Ce mouvement de valorisation de l’enfant et de l’enfance doit aussi être situé dans son contexte historique plus récent. Les années 60 et 70 sont les témoins d’une véritable révolution dans le registre privé et intime de la sexualité et de l’enfantement : « Il est question, aux lendemains de

1968, de la libération sexuelle des hommes et des femmes, de la libre disposition de son corps, d’ ’’un enfant si je veux, quand je veux’’ » (Gavarini 2001 : 206). Avoir un enfant implique

désormais une démarche de choix et de planification dans la mesure où les parents décident eux- mêmes du moment d’enfanter : l’arrivée d’un enfant dans la famille est de moins en moins subie et de plus en plus désirée. Dans les sociétés contemporaines, l’enfant, loin de représenter une main d’œuvre gratuite ou une sécurité, est plutôt entrevu en termes de support identitaire et d’accès à l’épanouissement. Les arrangements après divorce rendent d’ailleurs manifeste le fait qu’aujourd’hui, l’enfant est d’abord l’expression d’un désir des parents : « aujourd’hui, deux

individus autonomes décident éventuellement d’en appeler un troisième à la vie. On est passé du besoin d’enfants au désir d’enfant » (Tahon 1995 : 125).

Entre désir d’enfant, droit à l’enfant et besoin, les frontières sont minces et mouvantes: si le désir réfère à une forme de quête (il est ce qui nous meut), le besoin de son côté s’inscrit dans une

logique de nécessité (Dayant et Trouvé 2003). Or, les couples infertiles tendent à définir l’infertilité comme une maladie et considèrent le fait d’avoir un enfant comme un besoin (viscéral et biologiquement inscrit dans l’être). De son côté, la FQPN (Fédération québécoise pour le planning des naissances) considère que la reconnaissance de l’infertilité comme une maladie comporte le risque de voir s’établir une sorte de droit à l’enfant: « Certaines personnes

considèrent l’infertilité comme une maladie. Cela sous-entend alors le droit à la santé et impliquerait la possibilité et le droit de concevoir des enfants. Il y a certes les droits de l’enfant, mais il n’y a pas, en tant que tel, de droits d’un couple ou d’un individu à concevoir un enfant »
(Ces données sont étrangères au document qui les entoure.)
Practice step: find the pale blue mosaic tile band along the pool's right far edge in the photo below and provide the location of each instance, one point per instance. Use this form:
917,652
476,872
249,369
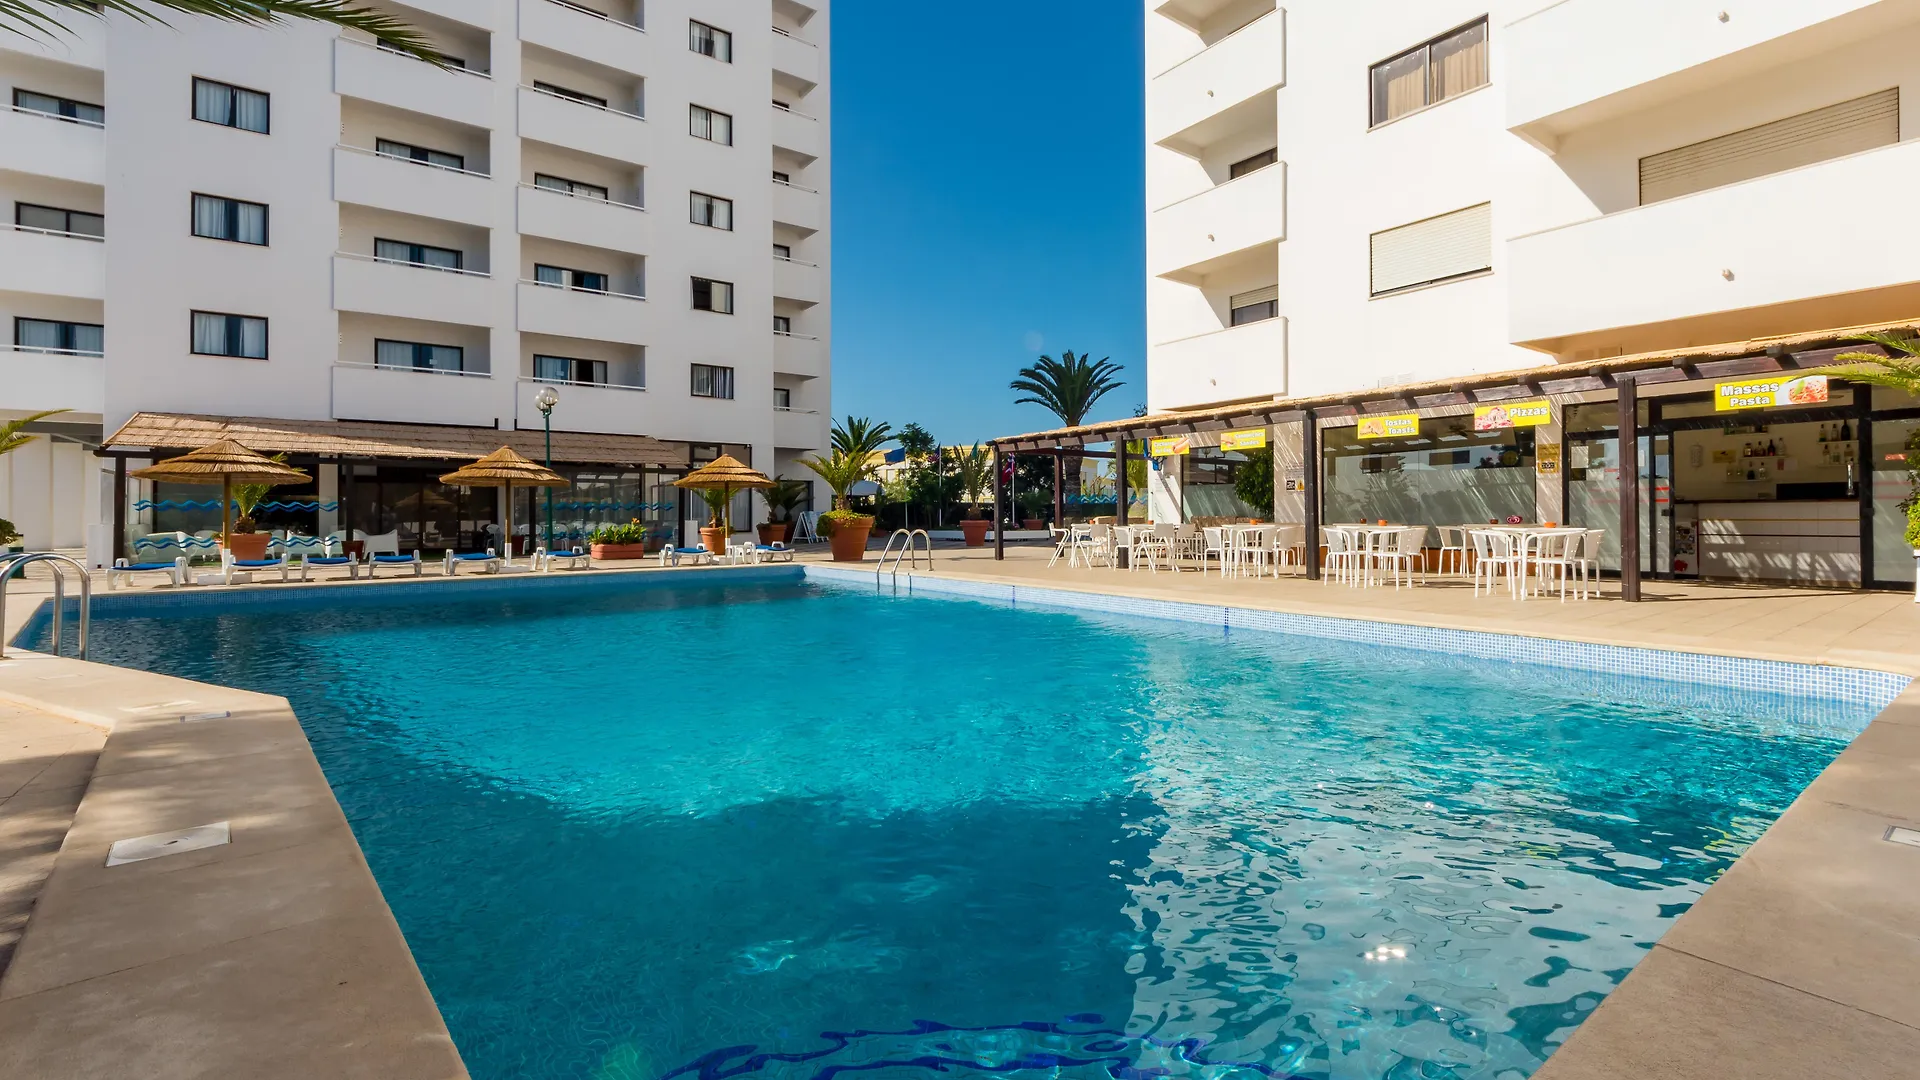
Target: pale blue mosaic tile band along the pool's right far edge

(2006 : 21). Quant à la distinction entre le désir d’enfant et le droit à l’enfant, elle comporte de nombreuses ambiguïtés : alors que certains revendiquent le libre accès aux NTR (nouvelles technologies reproductives) en s’appuyant sur les principes de liberté et d’égalité, d’autres considèrent d’ores et déjà que la prise en charge des frais engendrés par les techniques reproductives (comme c’est le cas au Québec depuis août 2010) résulte d’une reconnaissance sociale du droit à l’enfant. Si la reconnaissance juridique d’un tel droit est quasi impossible à envisager, certains accommodements en procréation médicalement assistée (désirs de convenance) laissent tout de même croire que la logique du droit d’accès à l’enfant influence certaines pratiques: « De nouvelles demandes (en PMA) sont nées alors même qu’aucune

infertilité n’est en cause. Elles mettent en cause des limites que la nature avait imposées : l’âge (enfanter après la ménopause), la mort (demande d’insémination post-mortem) et la différence des sexes (couples homosexuels en demande de PMA) » (Leridon 2003 : 32). Dans un contexte

social où priment les valeurs d’individualisme et d’égalité, le droit se trouve sollicité pour assurer la réussite du désir d’enfant (des couples, des célibataires et des homosexuels) et pour pallier aux injustices d’ordre physique ou autres malchances.